If you spend more time daydreaming than working on a plan for improvement, there is probably something you are avoiding.
For the last six years of a 26-year career, Coach Myer was not getting through to his players. The nail in his coaching coffin came after five consecutive days of having his players walk out on him in the middle of practice. The legendary coach of the Buccaneers was asked to resign.
Prior to his resignation, at least 20 players had filed formal complaints about his disrespectful and embarrassing tactics towards them. In one of the more public displays of player-coach friction, Javon Bradley, the leading scorer and rebounder of the Bucs, walked out during the middle of a game after Coach referred to him as a “sissy shrinking violet” because of a defensive lapse that gave the other team the lead during a game.
Coach Myer, through the litany of complaints and “bellyaching” from his players, cited a lazy and entitled culture that was not interested in doing anything “that they did not want to do.”
John Meadow, formerly Myer’s Assistant Coach and now the Head Coach made a rather interesting observation about a habit that Coach had on the bus ride to and from games. Amidst the formal complaints, the obvious tension in the locker rooms and on the practice court, Coach Myer would look out the window and say or do nothing else. To hear John describe it, Coach would ignore questions from the players until the players simply stopped asking him. On two occasions, staff from the Athletic Department called Coach to talk about logistical changes for the game they were headed to but John ended up having to take the phone from his hands and answer the call because Coach was as in a pure daze.
But, why? What was going on in that head of his that suddenly drowned out everything that was going on around him? Why did this daze occur on the bus but not in the locker rooms or on the court?
The answer likely resides with his former wife, Mayleen. One evening she began to get worried because Coach was supposed to be home by 9:00 after a game and it was already 9:45. She eventually called his cell phone from their kitchen. Surprisingly enough, she could hear his phone ring, and she traced the sound to their garage, which was connected to their kitchen. There Coach sat, in his car and looking out the window. When she asked him what he was doing, he began making comments about all that he had seen on his way home before eventually breaking into a tirade about the “idiocy” of his players.
Mayleen and Coach ended up talking for a couple hours and a lot came out of this discussion. The reader’s digest version is that it was easier for Coach to look out the window than to look in the mirror. In this, he knew that the only constant in the revolving door of players, negativity, complaints and strain was him. This is not to say that he saw himself as the issue but rather than seek to understand, rather than truly look within, he chose to put his head in the proverbial sand.

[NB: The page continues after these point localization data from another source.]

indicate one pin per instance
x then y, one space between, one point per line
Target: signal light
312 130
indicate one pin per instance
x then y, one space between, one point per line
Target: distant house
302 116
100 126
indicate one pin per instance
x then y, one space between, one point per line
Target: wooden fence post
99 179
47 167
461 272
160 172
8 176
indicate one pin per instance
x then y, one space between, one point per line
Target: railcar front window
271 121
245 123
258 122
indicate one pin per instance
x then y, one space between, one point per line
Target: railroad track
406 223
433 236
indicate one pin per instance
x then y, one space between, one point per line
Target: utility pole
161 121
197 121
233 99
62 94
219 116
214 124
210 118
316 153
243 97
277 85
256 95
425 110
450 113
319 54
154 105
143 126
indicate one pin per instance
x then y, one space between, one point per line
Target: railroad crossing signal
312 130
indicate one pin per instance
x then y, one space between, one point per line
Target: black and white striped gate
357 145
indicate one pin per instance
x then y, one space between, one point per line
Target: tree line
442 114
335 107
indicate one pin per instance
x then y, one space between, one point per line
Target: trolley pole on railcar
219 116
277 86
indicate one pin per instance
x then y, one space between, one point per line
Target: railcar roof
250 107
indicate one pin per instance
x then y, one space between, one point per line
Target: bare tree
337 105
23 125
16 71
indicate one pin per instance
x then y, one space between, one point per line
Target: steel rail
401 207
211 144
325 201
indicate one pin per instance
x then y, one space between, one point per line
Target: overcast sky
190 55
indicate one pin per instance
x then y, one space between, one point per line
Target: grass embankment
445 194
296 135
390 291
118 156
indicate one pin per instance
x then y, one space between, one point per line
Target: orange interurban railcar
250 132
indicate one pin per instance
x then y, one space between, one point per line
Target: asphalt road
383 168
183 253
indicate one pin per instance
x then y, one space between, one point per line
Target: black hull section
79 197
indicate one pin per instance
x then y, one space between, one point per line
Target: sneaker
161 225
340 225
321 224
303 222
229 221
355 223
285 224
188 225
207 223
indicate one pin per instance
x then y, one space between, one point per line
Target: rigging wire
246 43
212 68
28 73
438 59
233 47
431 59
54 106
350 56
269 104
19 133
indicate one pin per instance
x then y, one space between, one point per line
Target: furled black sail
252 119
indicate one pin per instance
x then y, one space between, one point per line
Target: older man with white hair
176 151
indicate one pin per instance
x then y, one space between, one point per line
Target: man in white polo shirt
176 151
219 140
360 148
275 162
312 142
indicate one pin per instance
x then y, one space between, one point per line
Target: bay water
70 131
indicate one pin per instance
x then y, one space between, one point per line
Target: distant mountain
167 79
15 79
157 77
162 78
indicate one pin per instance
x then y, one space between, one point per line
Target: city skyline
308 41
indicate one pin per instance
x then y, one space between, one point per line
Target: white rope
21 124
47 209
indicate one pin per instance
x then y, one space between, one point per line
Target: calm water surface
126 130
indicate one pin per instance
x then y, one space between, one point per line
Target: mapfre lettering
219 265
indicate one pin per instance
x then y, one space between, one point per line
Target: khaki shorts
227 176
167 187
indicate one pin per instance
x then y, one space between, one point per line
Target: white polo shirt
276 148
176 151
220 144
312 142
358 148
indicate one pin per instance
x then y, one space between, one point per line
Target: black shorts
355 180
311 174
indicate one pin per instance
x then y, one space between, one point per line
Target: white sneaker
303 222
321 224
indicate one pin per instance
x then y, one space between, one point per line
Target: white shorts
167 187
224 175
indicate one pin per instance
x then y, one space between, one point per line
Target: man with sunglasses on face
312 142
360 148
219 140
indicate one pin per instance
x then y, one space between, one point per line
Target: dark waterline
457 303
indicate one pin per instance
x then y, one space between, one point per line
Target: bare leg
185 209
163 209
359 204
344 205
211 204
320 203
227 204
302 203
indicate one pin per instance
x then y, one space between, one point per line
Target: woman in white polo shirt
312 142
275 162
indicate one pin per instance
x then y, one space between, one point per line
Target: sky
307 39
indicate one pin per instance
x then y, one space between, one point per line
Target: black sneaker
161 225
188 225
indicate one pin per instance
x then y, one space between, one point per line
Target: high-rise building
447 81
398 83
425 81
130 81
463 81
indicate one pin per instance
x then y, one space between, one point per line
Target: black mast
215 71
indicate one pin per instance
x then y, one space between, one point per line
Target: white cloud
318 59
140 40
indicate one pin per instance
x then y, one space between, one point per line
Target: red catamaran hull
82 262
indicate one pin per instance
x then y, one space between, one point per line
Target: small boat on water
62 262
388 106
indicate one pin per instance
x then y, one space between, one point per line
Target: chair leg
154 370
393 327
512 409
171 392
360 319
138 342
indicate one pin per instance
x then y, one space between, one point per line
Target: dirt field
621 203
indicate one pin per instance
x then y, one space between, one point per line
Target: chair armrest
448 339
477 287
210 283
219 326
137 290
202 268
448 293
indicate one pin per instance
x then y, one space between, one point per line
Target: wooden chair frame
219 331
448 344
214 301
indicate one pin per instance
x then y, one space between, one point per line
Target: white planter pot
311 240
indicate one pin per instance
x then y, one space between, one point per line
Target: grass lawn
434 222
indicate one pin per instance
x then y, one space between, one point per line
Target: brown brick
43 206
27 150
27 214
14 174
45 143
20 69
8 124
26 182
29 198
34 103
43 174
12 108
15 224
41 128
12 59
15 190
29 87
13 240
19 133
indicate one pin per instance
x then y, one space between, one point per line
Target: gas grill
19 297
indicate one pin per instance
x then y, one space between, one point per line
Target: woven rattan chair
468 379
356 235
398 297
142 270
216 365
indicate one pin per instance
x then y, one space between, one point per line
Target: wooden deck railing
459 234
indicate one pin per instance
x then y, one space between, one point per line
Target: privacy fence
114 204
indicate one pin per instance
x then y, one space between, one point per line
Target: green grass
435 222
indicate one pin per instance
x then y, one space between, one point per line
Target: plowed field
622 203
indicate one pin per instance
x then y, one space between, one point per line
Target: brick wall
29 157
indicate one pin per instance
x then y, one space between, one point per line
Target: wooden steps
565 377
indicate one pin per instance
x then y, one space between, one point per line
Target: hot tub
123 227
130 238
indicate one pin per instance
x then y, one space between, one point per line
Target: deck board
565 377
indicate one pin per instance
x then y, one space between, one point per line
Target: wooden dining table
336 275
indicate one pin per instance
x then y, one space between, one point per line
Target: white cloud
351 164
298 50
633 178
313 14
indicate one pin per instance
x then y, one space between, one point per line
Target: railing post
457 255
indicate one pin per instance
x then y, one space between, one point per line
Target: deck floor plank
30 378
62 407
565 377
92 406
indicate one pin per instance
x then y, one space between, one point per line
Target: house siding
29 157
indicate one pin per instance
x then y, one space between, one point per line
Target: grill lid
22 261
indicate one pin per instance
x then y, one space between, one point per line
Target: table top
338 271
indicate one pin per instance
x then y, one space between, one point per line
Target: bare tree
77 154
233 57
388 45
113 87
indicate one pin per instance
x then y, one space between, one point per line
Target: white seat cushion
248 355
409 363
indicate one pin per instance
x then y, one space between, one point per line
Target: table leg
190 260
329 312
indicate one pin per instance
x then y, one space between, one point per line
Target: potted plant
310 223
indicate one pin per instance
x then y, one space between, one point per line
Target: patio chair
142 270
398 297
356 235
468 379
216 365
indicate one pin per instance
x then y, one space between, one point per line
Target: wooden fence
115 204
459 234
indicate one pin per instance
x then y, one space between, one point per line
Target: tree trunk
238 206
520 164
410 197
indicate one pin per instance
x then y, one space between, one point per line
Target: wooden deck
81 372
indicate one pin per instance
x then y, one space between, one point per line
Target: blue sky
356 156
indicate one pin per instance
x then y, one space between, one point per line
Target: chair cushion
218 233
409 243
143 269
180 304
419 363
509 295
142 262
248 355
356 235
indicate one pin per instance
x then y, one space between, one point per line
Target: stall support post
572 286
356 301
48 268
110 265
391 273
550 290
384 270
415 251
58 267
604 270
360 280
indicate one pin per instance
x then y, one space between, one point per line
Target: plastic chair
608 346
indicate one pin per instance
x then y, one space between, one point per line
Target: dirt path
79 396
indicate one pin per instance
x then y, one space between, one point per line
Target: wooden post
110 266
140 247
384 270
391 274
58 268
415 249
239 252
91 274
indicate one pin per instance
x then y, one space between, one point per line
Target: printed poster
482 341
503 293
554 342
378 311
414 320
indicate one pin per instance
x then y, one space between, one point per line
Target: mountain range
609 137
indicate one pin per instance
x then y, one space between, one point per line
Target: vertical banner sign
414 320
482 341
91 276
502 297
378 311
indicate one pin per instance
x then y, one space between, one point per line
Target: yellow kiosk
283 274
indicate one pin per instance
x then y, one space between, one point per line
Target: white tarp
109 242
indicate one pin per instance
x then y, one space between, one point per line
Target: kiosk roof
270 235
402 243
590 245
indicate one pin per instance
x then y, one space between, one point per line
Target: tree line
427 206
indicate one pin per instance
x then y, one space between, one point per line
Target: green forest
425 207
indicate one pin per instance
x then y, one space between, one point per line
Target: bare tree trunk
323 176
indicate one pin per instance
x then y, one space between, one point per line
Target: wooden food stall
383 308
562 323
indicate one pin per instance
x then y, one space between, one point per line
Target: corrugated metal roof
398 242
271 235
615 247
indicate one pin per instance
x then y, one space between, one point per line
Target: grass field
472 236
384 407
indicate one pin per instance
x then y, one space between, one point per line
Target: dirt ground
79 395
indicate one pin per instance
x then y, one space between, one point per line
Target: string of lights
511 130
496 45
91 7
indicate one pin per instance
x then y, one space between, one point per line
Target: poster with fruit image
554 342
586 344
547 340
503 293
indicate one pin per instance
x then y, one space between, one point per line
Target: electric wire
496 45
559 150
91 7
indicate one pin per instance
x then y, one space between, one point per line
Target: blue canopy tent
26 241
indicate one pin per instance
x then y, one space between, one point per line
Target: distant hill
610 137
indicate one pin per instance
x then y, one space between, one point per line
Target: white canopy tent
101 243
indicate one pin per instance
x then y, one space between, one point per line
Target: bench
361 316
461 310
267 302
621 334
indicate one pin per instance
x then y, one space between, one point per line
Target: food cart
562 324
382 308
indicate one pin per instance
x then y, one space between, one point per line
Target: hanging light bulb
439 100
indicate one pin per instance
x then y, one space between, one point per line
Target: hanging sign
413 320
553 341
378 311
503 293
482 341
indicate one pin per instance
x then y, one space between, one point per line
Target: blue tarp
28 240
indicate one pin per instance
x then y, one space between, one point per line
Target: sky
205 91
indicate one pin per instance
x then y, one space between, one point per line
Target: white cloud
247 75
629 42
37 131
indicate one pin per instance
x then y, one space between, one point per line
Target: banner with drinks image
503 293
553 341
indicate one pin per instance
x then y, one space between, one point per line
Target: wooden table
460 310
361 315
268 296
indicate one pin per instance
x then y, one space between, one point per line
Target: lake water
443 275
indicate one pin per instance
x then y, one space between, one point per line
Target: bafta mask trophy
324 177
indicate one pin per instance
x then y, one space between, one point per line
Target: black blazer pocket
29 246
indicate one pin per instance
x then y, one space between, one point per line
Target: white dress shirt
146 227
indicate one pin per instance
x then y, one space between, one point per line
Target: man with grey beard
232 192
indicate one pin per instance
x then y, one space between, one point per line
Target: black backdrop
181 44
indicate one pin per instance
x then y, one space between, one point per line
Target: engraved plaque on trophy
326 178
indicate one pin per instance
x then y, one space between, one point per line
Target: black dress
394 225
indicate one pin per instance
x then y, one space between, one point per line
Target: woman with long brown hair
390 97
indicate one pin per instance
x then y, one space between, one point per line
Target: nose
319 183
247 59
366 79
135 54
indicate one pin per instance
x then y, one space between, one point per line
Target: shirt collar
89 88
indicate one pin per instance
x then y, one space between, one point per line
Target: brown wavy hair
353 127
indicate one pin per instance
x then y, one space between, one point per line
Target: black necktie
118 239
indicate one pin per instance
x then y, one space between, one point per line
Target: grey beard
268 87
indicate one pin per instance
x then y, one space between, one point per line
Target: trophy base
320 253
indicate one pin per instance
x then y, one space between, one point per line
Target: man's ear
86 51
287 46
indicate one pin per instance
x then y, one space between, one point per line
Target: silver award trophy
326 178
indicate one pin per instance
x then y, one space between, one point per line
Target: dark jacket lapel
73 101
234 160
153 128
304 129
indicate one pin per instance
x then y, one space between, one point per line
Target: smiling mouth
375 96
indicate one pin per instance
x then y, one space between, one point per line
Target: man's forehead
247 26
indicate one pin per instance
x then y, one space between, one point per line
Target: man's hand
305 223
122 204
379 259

Could it be that Coach was not willing to adopt his leadership and coaching style based on differences in what motivates people as generations changed? Could it be that Coach had lashed out and immediately reflected on the mistake, but did not garner the courage to apologize nor the strength and fortitude to find a different coping mechanism—to channel his negative energy to positive, long-term solutions? A mere visit in front of the mirror could have been the second serving of reflection he needed to get there.
Coach is not alone in this habit. It is easier for a lot of us to look out the window than to look in the mirror. We often look out the window so that we can appreciate the passing cactus, the new Corvette or a building that is architecturally stunning. These things can make it easy for us to avoid self-awareness and self-management.
Shifting to the other side of this discussion, I had a client once tell me that her husband’s constant abuse was a painful experience that was briefly forgotten during her 90-minute drive home from work every day. This client, we’ll call her Lauren, was not stubbornly avoiding responsibility since, as any fool knows, no one is responsible for being abused. But, Lauren was avoiding the dreadful thoughts of her abuse and abuser, by taking in everything around her except the reality that said abuse would not change, so long as she looked out the window instead of opening the door–and walking out of it.
Whether we are talking about Coach or Lauren, looking out the window instead of looking in the mirror is an avoidance technique. When we look out the window or daydream for that matter, chances are we will like what we see. Mirrors, on the other hand, can show us someone that we are not very proud of or happy with, for whatever reason. And, while looking out the window enables us to see pretty things that draw us away from sadness and towards hope and possibility, hope is not a plan, and the person in the mirror needs a plan if they’re ever going to stop window gazing.